次の図は、ボックスを使わずに色付きストリング図で分配法則の本質的部分を描いた図。
ここでまた用語の整理をしておく。
圏論 | 檜山 | Lean | 論理 |
---|---|---|---|
対象 | 論理式 | 命題 | 論理式 |
生成射 | 原子証明 | ルール | 推論ルール |
射 | 証明図 | 証明{項 or 式} | 証明図(N*) |
雑多な生成的モノ | リーズニングオペレータ | タクティク | 推論ルール |
雑多なモノ | リーズニング図 | {{タクティク}?{スクリプト}?}! | 証明図(L*) |
- タクティクスクリプトは、基本〈原子 | 組み込み〉タクティクとタクティクコンビネータで作る。
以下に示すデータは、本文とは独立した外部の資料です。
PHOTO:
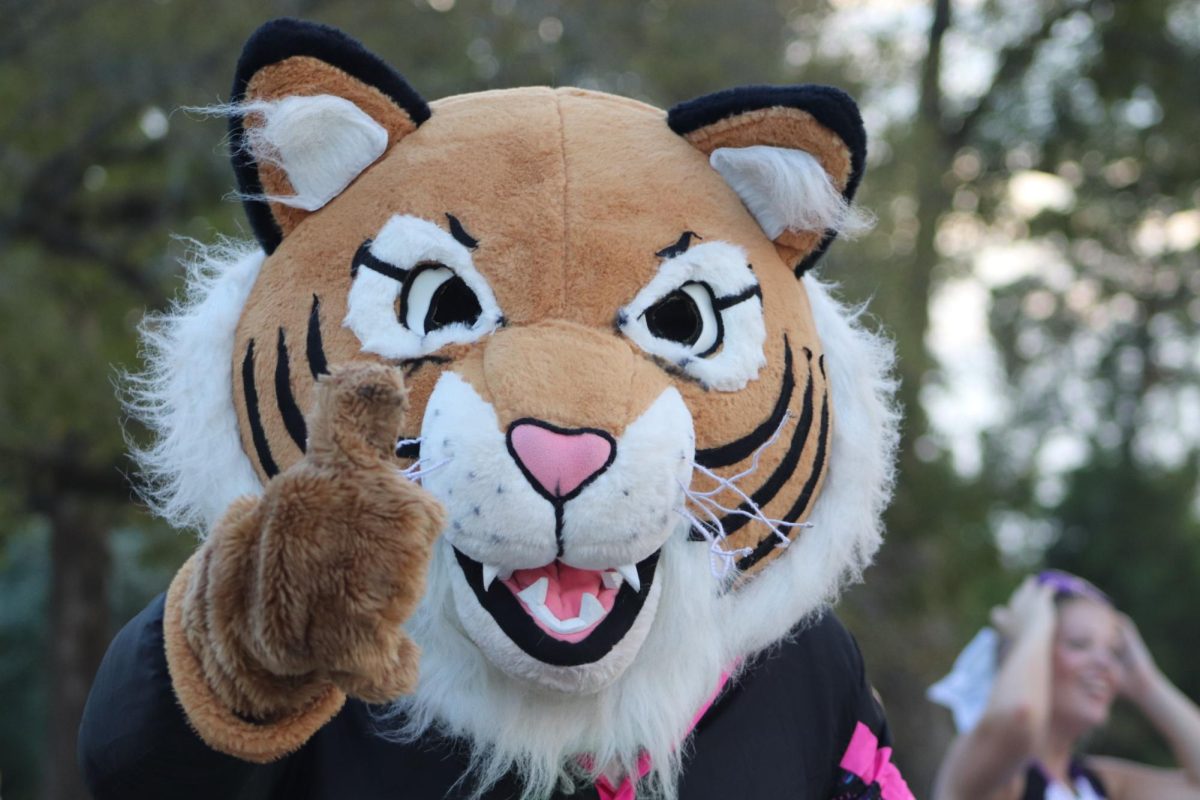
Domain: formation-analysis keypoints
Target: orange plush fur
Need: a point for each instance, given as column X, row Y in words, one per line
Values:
column 297, row 597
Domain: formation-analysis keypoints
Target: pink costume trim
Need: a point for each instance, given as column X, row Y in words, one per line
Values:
column 873, row 764
column 628, row 788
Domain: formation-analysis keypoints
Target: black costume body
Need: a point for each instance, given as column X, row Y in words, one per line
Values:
column 779, row 731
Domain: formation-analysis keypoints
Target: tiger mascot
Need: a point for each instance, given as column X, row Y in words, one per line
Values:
column 527, row 451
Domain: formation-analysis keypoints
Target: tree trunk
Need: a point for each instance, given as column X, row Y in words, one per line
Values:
column 78, row 636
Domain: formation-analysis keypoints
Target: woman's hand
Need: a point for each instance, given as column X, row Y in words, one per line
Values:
column 1031, row 607
column 1139, row 674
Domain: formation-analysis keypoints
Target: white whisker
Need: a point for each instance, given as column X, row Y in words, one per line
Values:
column 756, row 457
column 419, row 468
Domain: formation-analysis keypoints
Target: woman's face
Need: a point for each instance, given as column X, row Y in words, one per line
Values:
column 1086, row 663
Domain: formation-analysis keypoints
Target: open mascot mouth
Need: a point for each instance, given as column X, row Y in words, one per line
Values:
column 561, row 614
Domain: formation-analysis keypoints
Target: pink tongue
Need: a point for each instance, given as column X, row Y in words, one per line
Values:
column 567, row 587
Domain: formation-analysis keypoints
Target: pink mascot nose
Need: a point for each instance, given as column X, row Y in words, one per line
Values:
column 558, row 461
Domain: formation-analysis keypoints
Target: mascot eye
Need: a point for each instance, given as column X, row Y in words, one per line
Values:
column 701, row 316
column 687, row 316
column 415, row 289
column 436, row 298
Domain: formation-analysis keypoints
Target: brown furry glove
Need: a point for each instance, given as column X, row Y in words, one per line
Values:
column 298, row 596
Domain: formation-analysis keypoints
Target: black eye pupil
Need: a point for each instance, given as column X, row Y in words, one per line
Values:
column 676, row 318
column 453, row 302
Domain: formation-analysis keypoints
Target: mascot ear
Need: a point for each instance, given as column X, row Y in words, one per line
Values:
column 311, row 109
column 795, row 155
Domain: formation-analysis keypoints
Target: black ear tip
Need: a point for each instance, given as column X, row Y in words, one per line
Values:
column 828, row 104
column 282, row 38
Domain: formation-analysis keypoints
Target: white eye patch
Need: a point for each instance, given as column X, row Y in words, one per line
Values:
column 702, row 313
column 417, row 290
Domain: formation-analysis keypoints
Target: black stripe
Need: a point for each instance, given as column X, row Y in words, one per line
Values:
column 460, row 233
column 733, row 522
column 293, row 420
column 364, row 257
column 317, row 365
column 721, row 304
column 742, row 449
column 802, row 503
column 681, row 245
column 256, row 423
column 412, row 365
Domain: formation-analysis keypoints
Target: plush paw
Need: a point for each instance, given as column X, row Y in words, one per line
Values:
column 311, row 583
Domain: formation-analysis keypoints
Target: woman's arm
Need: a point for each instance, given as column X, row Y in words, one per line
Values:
column 990, row 757
column 1175, row 717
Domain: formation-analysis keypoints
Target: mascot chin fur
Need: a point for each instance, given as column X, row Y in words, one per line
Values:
column 527, row 451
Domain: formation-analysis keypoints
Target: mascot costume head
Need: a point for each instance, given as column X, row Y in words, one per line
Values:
column 659, row 444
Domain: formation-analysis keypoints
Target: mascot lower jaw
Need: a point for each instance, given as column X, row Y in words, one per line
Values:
column 513, row 621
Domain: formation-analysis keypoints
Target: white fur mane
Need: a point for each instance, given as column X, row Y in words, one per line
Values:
column 195, row 467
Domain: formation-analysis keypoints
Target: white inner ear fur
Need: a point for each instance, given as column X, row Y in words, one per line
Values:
column 787, row 190
column 322, row 143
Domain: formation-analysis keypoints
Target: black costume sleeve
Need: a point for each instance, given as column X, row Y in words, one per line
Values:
column 135, row 740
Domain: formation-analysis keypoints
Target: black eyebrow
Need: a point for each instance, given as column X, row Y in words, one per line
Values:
column 721, row 304
column 364, row 257
column 679, row 246
column 461, row 234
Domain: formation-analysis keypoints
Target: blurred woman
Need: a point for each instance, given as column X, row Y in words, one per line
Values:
column 1066, row 655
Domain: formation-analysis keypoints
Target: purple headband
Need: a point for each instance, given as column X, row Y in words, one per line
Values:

タクティクスクリプト言語はDSLなプログラミング言語。タクティク作成言語はまた別なプログラミング言語(LeanではLean自身)。
- シーケント証明図=リーズニング図はツリー。そのツリーを深さ優先再帰的順序でトラバースしてシリアライゼーションしたのが単純順次タクティクスクリプト。
選言ボックスは選言消去に対応する。となると、存在消去もボックスで描けるだろう。含意導入がワイヤーベンディングだから、全称導入もワイヤーベンディングなのか? ちょっと違う気もする。圏論的双対性と有限・無限との対比で考えよう、っと。